Компьютерный музыкант находится в еще более сложном положении. Ведь все сложности межкоммуникативных взаимодействий он должен соотносить с возможностями электроакустической стереофонии и компьютерных программ.
Сбои во всех этих взаимодействиях, возникающие по причине недостаточного овладения теми или иными технологиями, имеют отрицательные последствия. Если импровизатор, исполнитель, композитор или компьютерный музыкант не воспринимает свою деятельность как содержательно значимую, то и слушателю создаваемый ими продукт будет неинтересен. Если исполнитель, композитор или пользователь цифрового инструментария не отличаются артистизмом, то и успех у публики для них оказывается недостижимым. Если композитор или компьютерный музыкант слабы в драматургии, то их композиции будут восприниматься как скучные и вряд ли кому-то захочется их слушать.
Но не только на слушателя ориентированы создаваемые музыкантами продукты. Композитор стремится сделать свое сочинение интересным и удобным для исполнителя, для чего он учитывает особенности игры на тех или иных инструментах. Звукорежиссер моделирует акустическую атмосферу, отвечающую тому или иному сочинению и его исполнительской интерпретации. Создатель виртуального инструментария ориентируется на запросы музыкантов, работающих в тех или иных жанрах и т.д. И при отсутствии межкоммуникативной направленности в деятельности музыкантов качество создаваемых ими продуктов падает.
Подобным случаям даже даны определения, нередко содержащие негативные нотки. Скажем, поверхностный виртуоз-исполнитель (пробел в звене, связанном с сосредоточением на образе-эмоции); композитор-концептуалист (при изобретательности в формообразовании его деятельность испытывает дефицит в двух нижних звеньях коммуникации, порождающих эмоциональность и общительность музыкального продукта); представитель экспериментальной электроакустической музыки (при неких находках в звуковой и виртуально-пространственной сфере его музыка зачастую отличается аэмоциональностью, аутичностью и отсутствием драматургии, поскольку три нижних коммуникативных звена пусты*). Понятно, что подобные случаи в музыкальном искусстве имеют маргинальное значение и в большинстве своем связаны с недостатками профессиональной подготовки.
*Ярким примером, иллюстрирующим данное направление, может служить творчество основателя «конкретной музыки» П. Шеффера. Его опыты создания музыки с помощью записи, монтажа и обработки различных шумов привлекли внимание общественности. Но затем они вызвали разочарование даже у самого автора, который предварил одно из своих интервью словами: «Я потратил свою жизнь впустую…» [7].
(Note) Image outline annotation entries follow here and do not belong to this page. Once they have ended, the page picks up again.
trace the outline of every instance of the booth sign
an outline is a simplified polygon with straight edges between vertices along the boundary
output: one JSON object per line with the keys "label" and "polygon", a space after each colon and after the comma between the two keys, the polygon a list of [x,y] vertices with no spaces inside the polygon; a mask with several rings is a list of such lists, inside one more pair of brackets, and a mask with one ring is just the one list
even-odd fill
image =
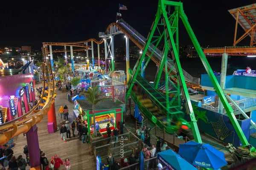
{"label": "booth sign", "polygon": [[34,84],[33,84],[33,82],[31,82],[29,83],[30,84],[30,88],[31,89],[31,92],[33,92],[35,91],[35,89],[34,89]]}
{"label": "booth sign", "polygon": [[29,97],[29,86],[26,85],[25,86],[25,91],[26,91],[26,95],[27,97]]}
{"label": "booth sign", "polygon": [[24,94],[24,88],[21,88],[20,89],[19,94],[20,95],[20,97],[21,97],[23,96],[23,95]]}
{"label": "booth sign", "polygon": [[215,95],[207,96],[203,98],[204,104],[210,104],[215,102]]}
{"label": "booth sign", "polygon": [[14,99],[10,99],[9,101],[10,102],[11,114],[12,116],[15,116],[16,114],[16,111],[15,108],[15,104],[14,103]]}
{"label": "booth sign", "polygon": [[2,115],[2,107],[0,106],[0,125],[3,123],[3,115]]}
{"label": "booth sign", "polygon": [[175,168],[169,164],[168,162],[166,162],[161,156],[160,156],[159,155],[157,155],[157,159],[161,161],[163,163],[165,164],[166,167],[171,170],[177,170]]}
{"label": "booth sign", "polygon": [[96,165],[97,166],[96,170],[100,170],[101,169],[101,160],[100,159],[100,157],[99,157],[99,155],[98,155],[96,157]]}

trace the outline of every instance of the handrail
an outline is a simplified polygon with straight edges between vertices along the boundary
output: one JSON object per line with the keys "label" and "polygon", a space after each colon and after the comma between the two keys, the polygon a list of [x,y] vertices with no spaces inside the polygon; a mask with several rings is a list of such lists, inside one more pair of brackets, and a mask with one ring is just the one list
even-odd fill
{"label": "handrail", "polygon": [[[138,31],[135,30],[133,27],[132,27],[131,26],[130,26],[125,21],[122,19],[121,19],[118,20],[118,22],[119,23],[122,23],[124,25],[126,26],[128,29],[131,31],[132,32],[134,33],[135,35],[139,39],[140,39],[141,41],[142,41],[144,43],[145,43],[146,41],[146,39],[143,36],[142,36],[140,34]],[[154,52],[158,57],[159,58],[161,59],[162,56],[163,55],[163,53],[160,50],[159,50],[158,48],[156,48],[155,45],[154,45],[153,44],[150,43],[149,45],[149,47],[150,47],[151,50],[152,51],[152,50],[154,50]],[[157,54],[156,54],[157,53]],[[174,65],[174,63],[173,61],[167,57],[168,62],[169,62],[171,65],[171,66],[173,67],[173,65]],[[173,69],[174,71],[176,73],[176,71],[175,69]],[[196,83],[200,84],[200,80],[199,78],[194,77],[192,76],[191,75],[190,75],[184,69],[182,68],[182,72],[183,73],[184,76],[185,77],[186,77],[190,82]]]}
{"label": "handrail", "polygon": [[[237,100],[235,101],[235,102],[237,104],[237,105],[238,105],[240,108],[241,108],[241,109],[244,109],[256,105],[256,98],[247,97]],[[232,102],[229,103],[229,104],[231,106],[234,111],[238,110],[238,109]],[[215,111],[215,112],[218,112],[218,106],[214,108],[207,105],[202,104],[201,107],[209,110]],[[223,107],[223,114],[226,114],[226,111],[224,107]]]}
{"label": "handrail", "polygon": [[[1,125],[0,126],[0,130],[2,130],[2,131],[0,133],[0,144],[6,143],[9,139],[13,138],[14,137],[20,133],[26,133],[32,126],[41,121],[51,108],[52,102],[54,102],[54,97],[55,95],[55,93],[54,92],[55,90],[54,79],[50,64],[46,62],[45,62],[44,64],[46,64],[46,66],[48,67],[48,69],[50,71],[51,79],[52,80],[52,83],[53,84],[52,86],[52,88],[49,88],[48,90],[47,99],[45,104],[43,108],[39,111],[35,110],[37,107],[35,107],[31,110],[23,115],[23,116],[20,117],[12,122],[10,121],[7,122],[7,124],[5,123]],[[43,71],[44,73],[44,69],[43,69]],[[45,79],[44,76],[44,79]],[[48,83],[50,83],[52,82],[48,82]],[[44,92],[44,89],[45,87],[45,83],[44,82],[43,85],[44,87],[43,92]],[[43,96],[41,96],[41,100],[39,100],[39,101],[41,101],[43,97],[44,97]],[[40,104],[39,102],[38,104],[38,105],[37,104],[36,106],[38,106]],[[33,112],[35,112],[35,114],[31,115],[32,113]],[[29,116],[31,116],[28,117]],[[22,121],[17,122],[17,120],[20,119],[21,118],[24,119]]]}

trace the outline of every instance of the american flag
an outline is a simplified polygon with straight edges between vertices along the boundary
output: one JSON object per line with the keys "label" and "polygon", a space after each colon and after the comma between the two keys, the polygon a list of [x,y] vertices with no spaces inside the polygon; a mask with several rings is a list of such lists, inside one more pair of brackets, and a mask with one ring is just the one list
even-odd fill
{"label": "american flag", "polygon": [[127,7],[126,6],[125,6],[122,4],[119,4],[119,9],[121,9],[122,10],[128,10]]}

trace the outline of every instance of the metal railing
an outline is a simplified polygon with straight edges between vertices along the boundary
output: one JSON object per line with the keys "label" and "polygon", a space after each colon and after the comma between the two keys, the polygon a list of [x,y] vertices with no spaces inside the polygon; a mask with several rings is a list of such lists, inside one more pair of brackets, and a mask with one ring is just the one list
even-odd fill
{"label": "metal railing", "polygon": [[[246,108],[256,105],[256,98],[247,97],[244,99],[240,99],[239,100],[237,100],[235,102],[236,102],[236,103],[237,105],[238,105],[239,107],[242,110]],[[234,111],[238,110],[238,109],[235,106],[233,103],[230,102],[229,103],[229,104],[232,108],[232,109],[233,109]],[[201,107],[202,108],[204,108],[208,110],[209,110],[212,111],[217,113],[218,112],[218,107],[216,107],[215,108],[210,105],[202,104]],[[223,114],[226,114],[227,113],[227,112],[224,107],[223,107]]]}
{"label": "metal railing", "polygon": [[[140,34],[138,31],[135,30],[133,27],[132,27],[131,26],[130,26],[123,19],[121,19],[118,20],[119,22],[121,23],[126,27],[127,28],[129,29],[131,32],[132,32],[133,34],[135,35],[138,39],[142,42],[143,43],[145,43],[145,42],[147,40],[147,39],[144,37],[143,36],[142,36]],[[153,51],[154,54],[160,60],[162,59],[163,57],[163,53],[162,51],[161,51],[158,48],[156,48],[153,44],[150,43],[149,45],[149,49]],[[176,69],[174,67],[174,63],[173,61],[171,60],[169,57],[167,57],[167,65],[168,66],[172,68],[174,72],[177,73]],[[194,77],[192,76],[190,74],[189,74],[188,72],[186,71],[184,69],[182,69],[182,72],[184,74],[184,76],[186,80],[195,83],[200,84],[201,83],[200,79],[199,78],[197,77]]]}

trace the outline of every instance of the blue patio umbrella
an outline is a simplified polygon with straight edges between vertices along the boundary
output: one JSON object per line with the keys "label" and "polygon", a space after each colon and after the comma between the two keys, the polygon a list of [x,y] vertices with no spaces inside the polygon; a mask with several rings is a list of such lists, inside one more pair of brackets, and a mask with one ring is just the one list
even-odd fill
{"label": "blue patio umbrella", "polygon": [[192,164],[211,169],[218,169],[226,165],[224,153],[209,144],[190,141],[180,144],[179,154]]}
{"label": "blue patio umbrella", "polygon": [[76,100],[82,100],[85,99],[83,95],[78,95],[72,97],[72,101],[74,101]]}
{"label": "blue patio umbrella", "polygon": [[134,111],[134,117],[136,119],[139,117],[139,108],[138,108],[138,105],[135,105],[135,110]]}
{"label": "blue patio umbrella", "polygon": [[157,154],[157,159],[169,169],[176,170],[197,170],[194,166],[184,159],[171,149]]}
{"label": "blue patio umbrella", "polygon": [[90,80],[90,79],[87,79],[85,80],[85,82],[87,83],[90,83],[91,82],[91,80]]}

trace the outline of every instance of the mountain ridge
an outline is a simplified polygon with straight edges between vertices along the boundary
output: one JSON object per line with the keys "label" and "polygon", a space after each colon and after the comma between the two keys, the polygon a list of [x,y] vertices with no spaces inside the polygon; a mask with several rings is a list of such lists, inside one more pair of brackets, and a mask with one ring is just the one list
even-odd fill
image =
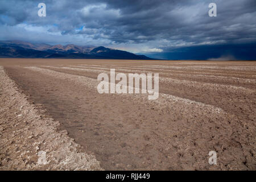
{"label": "mountain ridge", "polygon": [[0,41],[0,57],[154,60],[104,46],[49,45],[20,40]]}

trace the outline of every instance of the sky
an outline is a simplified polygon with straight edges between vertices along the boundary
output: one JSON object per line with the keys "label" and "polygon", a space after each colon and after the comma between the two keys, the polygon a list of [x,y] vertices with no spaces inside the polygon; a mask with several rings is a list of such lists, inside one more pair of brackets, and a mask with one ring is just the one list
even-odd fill
{"label": "sky", "polygon": [[[39,16],[38,5],[46,5]],[[217,16],[209,16],[210,3]],[[255,0],[0,0],[0,40],[163,59],[256,60]]]}

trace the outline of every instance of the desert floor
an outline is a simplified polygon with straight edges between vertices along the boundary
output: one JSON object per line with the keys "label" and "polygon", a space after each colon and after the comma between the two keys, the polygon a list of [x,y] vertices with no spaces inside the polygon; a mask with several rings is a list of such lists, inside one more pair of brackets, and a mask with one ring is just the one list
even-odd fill
{"label": "desert floor", "polygon": [[[0,65],[0,169],[256,169],[256,61]],[[159,73],[159,98],[99,94],[97,77],[110,68]],[[39,151],[47,164],[38,164]],[[210,151],[217,165],[208,163]]]}

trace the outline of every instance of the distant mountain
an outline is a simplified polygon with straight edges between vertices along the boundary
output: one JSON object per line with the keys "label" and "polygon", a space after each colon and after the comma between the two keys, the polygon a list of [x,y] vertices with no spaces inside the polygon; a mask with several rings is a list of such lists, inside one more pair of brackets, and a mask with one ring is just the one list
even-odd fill
{"label": "distant mountain", "polygon": [[152,59],[144,55],[103,46],[51,46],[23,41],[0,41],[0,57]]}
Как видим, музыкальная деятельность отличается коммуникативной многовекторностью, и каждый из этих векторов связан с освоением множества операций, на что во многом и направлено профессиональное обучение. Но насколько обоснованно стремление педагогов приобщить обычных школьников ко всем этим тонкостям музыкальной коммуникации и связанными с ними весьма сложными операциями?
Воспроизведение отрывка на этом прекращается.